For Rhys's characters, the journey through life is less an arc than a steep slide, and lying at the bottom of it is Miss Verney. The subject of Rhys's late and great story Sleep It Off Lady, Miss Verney lives in drunken, genteel poverty in a small country cottage. There is a galvanised iron shed in her garden, "astonishingly large, the end almost dark". She wants it removed, but as a builder explains the size of the job she suddenly realises that the shed, and the objects around it, will all outlast her:
Long after she was dead and her cottage had vanished it would survive. The tin bucket and the rusty lawnmower, the pieces of rag fluttering in the wind. All would last for ever.
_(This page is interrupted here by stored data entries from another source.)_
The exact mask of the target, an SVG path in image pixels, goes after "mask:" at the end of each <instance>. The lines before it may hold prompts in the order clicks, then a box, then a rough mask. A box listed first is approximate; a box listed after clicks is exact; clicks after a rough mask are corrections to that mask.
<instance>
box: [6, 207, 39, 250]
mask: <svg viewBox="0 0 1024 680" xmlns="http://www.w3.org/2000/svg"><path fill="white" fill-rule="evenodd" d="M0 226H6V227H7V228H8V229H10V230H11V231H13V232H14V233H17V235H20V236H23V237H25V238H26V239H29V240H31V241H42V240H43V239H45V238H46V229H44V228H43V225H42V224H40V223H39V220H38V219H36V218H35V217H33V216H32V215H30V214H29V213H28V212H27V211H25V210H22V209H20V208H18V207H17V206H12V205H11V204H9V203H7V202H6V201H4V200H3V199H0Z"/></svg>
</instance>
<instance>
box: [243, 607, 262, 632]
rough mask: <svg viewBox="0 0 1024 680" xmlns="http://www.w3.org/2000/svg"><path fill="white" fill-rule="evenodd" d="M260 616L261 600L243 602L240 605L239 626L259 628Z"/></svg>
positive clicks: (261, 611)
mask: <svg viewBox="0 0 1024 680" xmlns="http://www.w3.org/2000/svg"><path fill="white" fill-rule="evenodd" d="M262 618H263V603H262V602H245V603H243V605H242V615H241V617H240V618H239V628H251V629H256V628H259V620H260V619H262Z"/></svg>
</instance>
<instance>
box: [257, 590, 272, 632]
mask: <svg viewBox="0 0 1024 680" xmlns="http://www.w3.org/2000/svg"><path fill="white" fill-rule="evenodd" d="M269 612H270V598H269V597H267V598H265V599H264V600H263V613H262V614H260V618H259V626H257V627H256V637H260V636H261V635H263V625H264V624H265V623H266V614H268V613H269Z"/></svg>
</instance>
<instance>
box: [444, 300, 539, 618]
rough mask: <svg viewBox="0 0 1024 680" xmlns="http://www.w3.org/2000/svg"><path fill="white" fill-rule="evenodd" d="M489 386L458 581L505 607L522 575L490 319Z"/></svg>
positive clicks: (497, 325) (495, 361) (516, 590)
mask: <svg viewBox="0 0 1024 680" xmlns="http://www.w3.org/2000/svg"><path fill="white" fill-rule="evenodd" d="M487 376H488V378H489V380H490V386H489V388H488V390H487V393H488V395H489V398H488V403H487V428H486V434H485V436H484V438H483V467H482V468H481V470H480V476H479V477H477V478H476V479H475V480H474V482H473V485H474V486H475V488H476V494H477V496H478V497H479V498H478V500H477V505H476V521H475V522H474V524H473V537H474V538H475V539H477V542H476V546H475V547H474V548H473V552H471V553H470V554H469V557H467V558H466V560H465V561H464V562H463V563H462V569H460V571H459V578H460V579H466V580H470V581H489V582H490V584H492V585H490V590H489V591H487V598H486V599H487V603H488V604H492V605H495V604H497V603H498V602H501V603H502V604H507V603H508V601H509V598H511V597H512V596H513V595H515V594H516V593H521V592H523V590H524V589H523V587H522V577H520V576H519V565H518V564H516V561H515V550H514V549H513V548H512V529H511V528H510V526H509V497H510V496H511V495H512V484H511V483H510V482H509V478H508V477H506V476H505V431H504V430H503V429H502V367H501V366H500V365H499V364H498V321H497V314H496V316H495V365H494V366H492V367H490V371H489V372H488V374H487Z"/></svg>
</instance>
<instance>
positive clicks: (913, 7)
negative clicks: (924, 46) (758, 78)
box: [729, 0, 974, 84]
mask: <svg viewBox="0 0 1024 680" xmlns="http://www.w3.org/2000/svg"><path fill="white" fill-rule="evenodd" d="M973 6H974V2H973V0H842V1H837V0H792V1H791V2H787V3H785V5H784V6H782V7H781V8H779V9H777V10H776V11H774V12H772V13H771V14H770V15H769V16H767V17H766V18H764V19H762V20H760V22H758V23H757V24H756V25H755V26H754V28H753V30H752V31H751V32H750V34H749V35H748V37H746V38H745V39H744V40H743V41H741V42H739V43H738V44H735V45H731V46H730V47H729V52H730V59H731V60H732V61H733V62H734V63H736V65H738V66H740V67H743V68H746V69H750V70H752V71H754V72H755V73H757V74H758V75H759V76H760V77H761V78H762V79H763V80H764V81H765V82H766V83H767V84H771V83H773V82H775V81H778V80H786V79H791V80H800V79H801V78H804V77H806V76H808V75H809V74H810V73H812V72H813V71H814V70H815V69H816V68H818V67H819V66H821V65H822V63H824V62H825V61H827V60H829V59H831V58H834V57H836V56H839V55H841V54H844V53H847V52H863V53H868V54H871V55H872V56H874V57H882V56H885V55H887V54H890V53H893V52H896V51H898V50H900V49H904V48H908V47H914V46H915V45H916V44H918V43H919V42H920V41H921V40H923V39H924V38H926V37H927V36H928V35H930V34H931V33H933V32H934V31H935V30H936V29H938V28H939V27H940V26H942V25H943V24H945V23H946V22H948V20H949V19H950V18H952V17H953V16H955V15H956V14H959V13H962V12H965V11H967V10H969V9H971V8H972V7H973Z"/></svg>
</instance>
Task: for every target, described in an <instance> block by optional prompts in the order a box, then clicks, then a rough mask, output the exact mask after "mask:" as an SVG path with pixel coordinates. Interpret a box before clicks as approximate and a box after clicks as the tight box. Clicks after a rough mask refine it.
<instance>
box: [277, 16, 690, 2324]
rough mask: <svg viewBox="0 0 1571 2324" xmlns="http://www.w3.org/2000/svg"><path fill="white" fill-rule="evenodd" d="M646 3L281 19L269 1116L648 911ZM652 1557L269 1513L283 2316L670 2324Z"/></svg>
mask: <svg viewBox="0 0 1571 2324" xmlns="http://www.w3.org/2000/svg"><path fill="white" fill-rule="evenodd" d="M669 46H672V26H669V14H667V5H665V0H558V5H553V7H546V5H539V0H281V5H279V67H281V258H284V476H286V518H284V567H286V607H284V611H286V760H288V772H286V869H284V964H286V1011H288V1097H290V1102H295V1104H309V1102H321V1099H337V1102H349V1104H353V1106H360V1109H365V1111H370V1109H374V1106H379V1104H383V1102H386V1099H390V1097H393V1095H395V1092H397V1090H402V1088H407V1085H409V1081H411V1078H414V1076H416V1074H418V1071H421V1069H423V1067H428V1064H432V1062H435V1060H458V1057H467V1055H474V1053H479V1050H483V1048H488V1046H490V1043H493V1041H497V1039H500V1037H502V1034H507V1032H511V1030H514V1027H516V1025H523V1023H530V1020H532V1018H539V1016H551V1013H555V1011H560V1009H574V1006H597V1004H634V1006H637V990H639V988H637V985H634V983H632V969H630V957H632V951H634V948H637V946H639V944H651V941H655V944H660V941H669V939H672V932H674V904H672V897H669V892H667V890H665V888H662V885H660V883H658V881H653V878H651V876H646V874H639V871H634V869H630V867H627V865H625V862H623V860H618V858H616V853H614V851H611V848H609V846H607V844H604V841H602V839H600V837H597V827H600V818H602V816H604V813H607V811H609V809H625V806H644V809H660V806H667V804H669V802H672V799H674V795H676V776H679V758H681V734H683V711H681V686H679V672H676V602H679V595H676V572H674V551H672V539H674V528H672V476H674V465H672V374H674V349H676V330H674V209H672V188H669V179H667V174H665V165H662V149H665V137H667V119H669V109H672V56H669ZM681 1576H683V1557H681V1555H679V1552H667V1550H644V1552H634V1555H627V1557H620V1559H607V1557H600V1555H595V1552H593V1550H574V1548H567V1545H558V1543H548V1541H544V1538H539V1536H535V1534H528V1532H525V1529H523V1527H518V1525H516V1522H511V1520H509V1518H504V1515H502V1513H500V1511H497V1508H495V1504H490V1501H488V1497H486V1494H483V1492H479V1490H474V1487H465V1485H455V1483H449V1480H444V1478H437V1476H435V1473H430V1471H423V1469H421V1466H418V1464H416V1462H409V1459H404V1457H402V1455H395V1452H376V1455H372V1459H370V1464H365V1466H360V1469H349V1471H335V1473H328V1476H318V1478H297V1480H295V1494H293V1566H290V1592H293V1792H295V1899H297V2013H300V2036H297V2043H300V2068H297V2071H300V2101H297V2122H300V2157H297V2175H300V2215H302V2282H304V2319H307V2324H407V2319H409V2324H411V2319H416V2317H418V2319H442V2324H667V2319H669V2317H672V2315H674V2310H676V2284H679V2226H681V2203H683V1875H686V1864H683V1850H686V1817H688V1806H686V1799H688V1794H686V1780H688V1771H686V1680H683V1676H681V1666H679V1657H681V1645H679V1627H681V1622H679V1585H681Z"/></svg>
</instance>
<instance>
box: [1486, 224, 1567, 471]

The menacing shed, and the rats she believes infest it, obsess her. Her neighbour, friendly in the past, becomes mocking. Miss Verney's unease grows. Then, just as Rhys allows us to think things might improve, the old woman falls while taking out the rubbish. She lies propped against the dustbin on the cold shed floor, waiting for a rat to detach itself from the shadows. People pass by on the lane without hearing her cries. A little girl sees her, but thinks she has been drinking – "'Everybody knows that you shut yourself up to get drunk'" – and skips away. So there Miss Verney lies, as a "numb weak feeling slowly took possession of her. Stronger than cold. Stronger than fear. It was a great unwillingness to do anything more at all". Her savagely bleak situation is an appropriate terminus for Jean Rhys's fiction.